Liu Cixin wove this real scientific history into a virtual reality game narrative, ensuring scientific accuracy while creating a unique aesthetic experience -- players (and readers) marvel at the grand spectacle while simultaneously receiving a vivid lesson in the philosophy of science.
Cultural Impact
The human-formation computer scene from the Three-Body game has become one of the most widely recognized images in Chinese science fiction. It has been repeatedly referenced, adapted, and paid tribute to -- in the Netflix adaptation, this scene was recreated with CGI technology, becoming one of the first season's most visually impressive spectacles.
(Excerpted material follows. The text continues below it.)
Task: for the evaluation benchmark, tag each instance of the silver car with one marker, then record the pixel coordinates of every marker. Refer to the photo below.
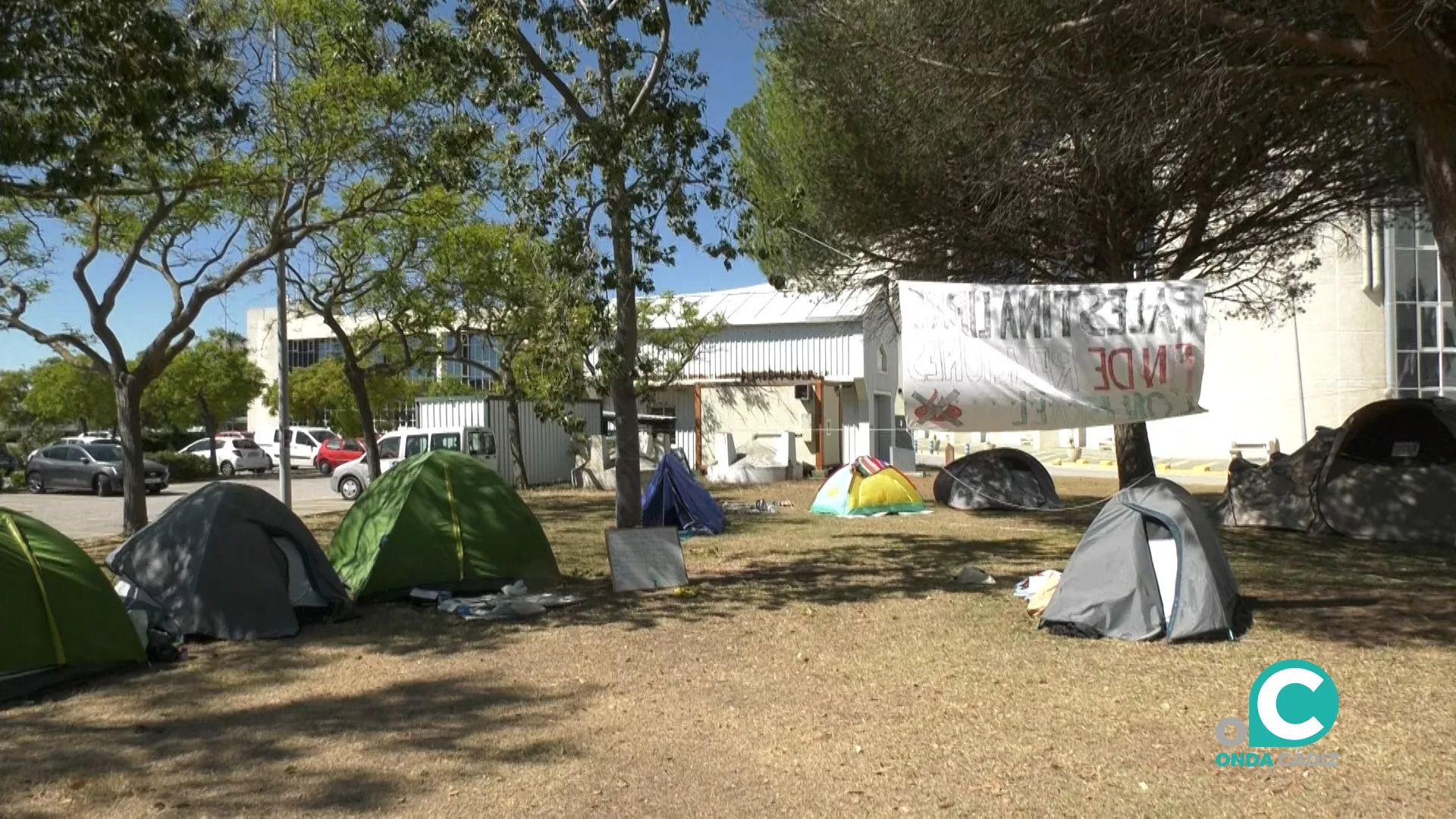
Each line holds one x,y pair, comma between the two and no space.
91,466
The scene possesses such powerful cultural penetration because it transforms abstract mathematical concepts (the three-body problem, numerical computation, Von Neumann architecture) into intuitive visual imagery (thirty million people computing with flags). This ability to make "hard science" concrete and visual is one of Liu Cixin's most outstanding talents as a science fiction writer.
The human-formation computer also resonates with audiences because it captures something profound about the relationship between human ambition and cosmic indifference. Thirty million soldiers, organized with perfect precision and absolute authority, still cannot overcome the fundamental unpredictability of three gravitational bodies. It is a scene that is simultaneously magnificent and futile, awe-inspiring and heartbreaking -- and in that paradox lies its enduring power.